Planning Board member Mike Carpenter has had recent dealings with zoning officials in Ulysses.  “They didn’t want anything to happen in the Town that didn’t increase their property values,” Carpenter told his Board, based on his own experience.

Enfield’s zoning talk first emerged at a Planning Board meeting in early June when Supervisor Redmond, out of the blue, brought the topic up.

“I do believe it is something we should consider,” Redmond told planners about potential zoning that June night. 

But the Supervisor’s updated comment at the planners’ most recent meeting indicates she’s backtracked a bit.

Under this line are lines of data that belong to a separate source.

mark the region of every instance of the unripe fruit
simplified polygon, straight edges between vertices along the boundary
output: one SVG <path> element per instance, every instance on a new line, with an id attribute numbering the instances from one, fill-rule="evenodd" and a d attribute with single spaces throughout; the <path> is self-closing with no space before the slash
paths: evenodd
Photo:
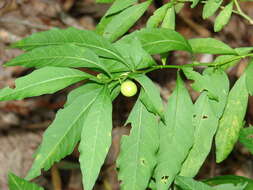
<path id="1" fill-rule="evenodd" d="M 121 84 L 120 90 L 124 96 L 131 97 L 137 93 L 137 86 L 133 81 L 126 80 Z"/>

In both June and July, Redmond placed discussion of potential zoning on the Town Board’s monthly agenda. It’s again up for discussion August 10th.  In zoning’s two prior airings, the topic played to mixed reviews, raising tensions briefly at the Town Board’s meeting July 13th.

Redmond asked Board members for direction and a “list of concerns” they’d like potential new land use controls to address.

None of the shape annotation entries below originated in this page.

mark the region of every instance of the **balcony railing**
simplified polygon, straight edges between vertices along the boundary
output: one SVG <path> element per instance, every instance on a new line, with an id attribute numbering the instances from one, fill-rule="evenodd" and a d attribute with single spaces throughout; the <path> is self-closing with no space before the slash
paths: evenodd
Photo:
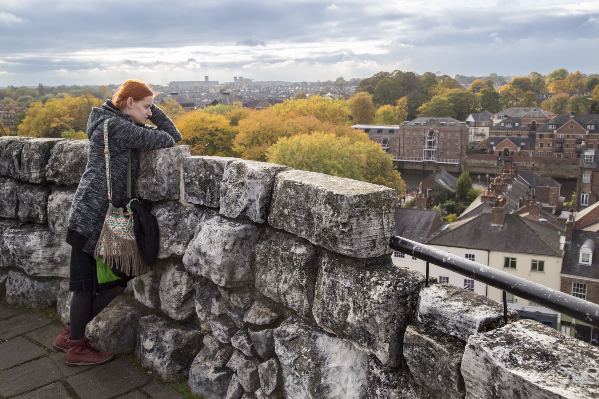
<path id="1" fill-rule="evenodd" d="M 427 285 L 432 263 L 501 290 L 506 322 L 508 293 L 599 328 L 599 304 L 402 237 L 392 237 L 389 246 L 426 262 Z"/>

“Well, I’ll give you direction right now,” Councilperson Robert Lynch, (this writer), quickly and bluntly responded.  “Let’s not go there.”

Lynch challenged Redmond’s assertion that citizen contributors to Enfield’s latest 2020-adopted Comprehensive Plan had frequently suggested and supported zoning, albeit anonymously.  Lynch said that when he was on the campaign trail, he’d heard only one constituent endorse zoning controls.

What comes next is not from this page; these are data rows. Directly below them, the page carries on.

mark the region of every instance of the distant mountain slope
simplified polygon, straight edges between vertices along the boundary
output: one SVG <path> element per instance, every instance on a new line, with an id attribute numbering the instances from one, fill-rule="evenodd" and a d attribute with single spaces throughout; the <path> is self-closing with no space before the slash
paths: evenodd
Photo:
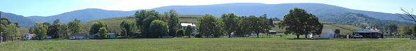
<path id="1" fill-rule="evenodd" d="M 98 8 L 88 8 L 64 13 L 57 15 L 47 17 L 31 16 L 28 17 L 28 18 L 40 22 L 52 22 L 57 19 L 59 19 L 61 22 L 67 23 L 74 19 L 80 20 L 81 22 L 89 22 L 109 17 L 129 16 L 133 14 L 133 11 L 105 10 Z"/>
<path id="2" fill-rule="evenodd" d="M 168 11 L 171 9 L 175 10 L 181 15 L 204 15 L 210 14 L 216 17 L 219 17 L 223 13 L 233 13 L 240 16 L 256 15 L 259 16 L 262 14 L 267 14 L 269 17 L 283 18 L 283 16 L 287 14 L 289 10 L 294 8 L 304 8 L 308 13 L 316 15 L 319 17 L 320 21 L 328 22 L 338 22 L 343 21 L 334 21 L 342 18 L 352 18 L 351 16 L 346 15 L 366 15 L 362 18 L 366 20 L 359 21 L 371 21 L 371 22 L 388 22 L 396 23 L 408 23 L 405 20 L 403 20 L 398 16 L 400 14 L 385 13 L 373 11 L 359 10 L 349 9 L 336 6 L 323 4 L 323 3 L 281 3 L 281 4 L 264 4 L 255 3 L 224 3 L 224 4 L 214 4 L 214 5 L 202 5 L 202 6 L 171 6 L 156 8 L 149 10 L 155 10 L 161 13 Z M 67 23 L 74 19 L 79 19 L 81 22 L 88 22 L 96 20 L 106 19 L 115 17 L 131 16 L 134 15 L 137 10 L 132 11 L 119 11 L 119 10 L 106 10 L 97 8 L 88 8 L 79 10 L 74 10 L 62 13 L 59 15 L 41 17 L 41 16 L 30 16 L 28 17 L 37 22 L 51 22 L 56 19 L 59 19 L 61 22 Z M 347 21 L 355 21 L 356 20 L 343 20 Z M 345 22 L 345 23 L 356 23 Z M 379 23 L 377 22 L 377 23 Z M 344 23 L 344 22 L 342 22 Z M 383 22 L 381 22 L 383 23 Z"/>
<path id="3" fill-rule="evenodd" d="M 11 22 L 18 22 L 20 27 L 31 27 L 35 24 L 34 21 L 29 20 L 22 15 L 18 15 L 9 13 L 1 13 L 1 18 L 7 18 Z"/>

At the July Town Board meeting and again before the Planning Board this month, Planning Board Chair Dan Walker clarified that Enfield’s current Comprehensive Plan does not recommend zoning.

****

Yet a single, overriding fear transparently dominates Redmond’s desire for zoning-style regulation.  It’s a hypothetical risk that no one’s even predicted may happen, let alone proposed. 

The Supervisor worries that the giant Seneca Meadows landfill near Waterloo—Mount Trashmore, as its detractors call it—might relocate to Enfield once it ceases operation up north within a few years.

Supervisor Redmond (official photo)

“I would not like to see a landfill anywhere in our town,” the Supervisor emphatically told her Town Board July 13th.  “The one up at Seneca Meadows is noxious; fumes for miles around; it smells terrible.”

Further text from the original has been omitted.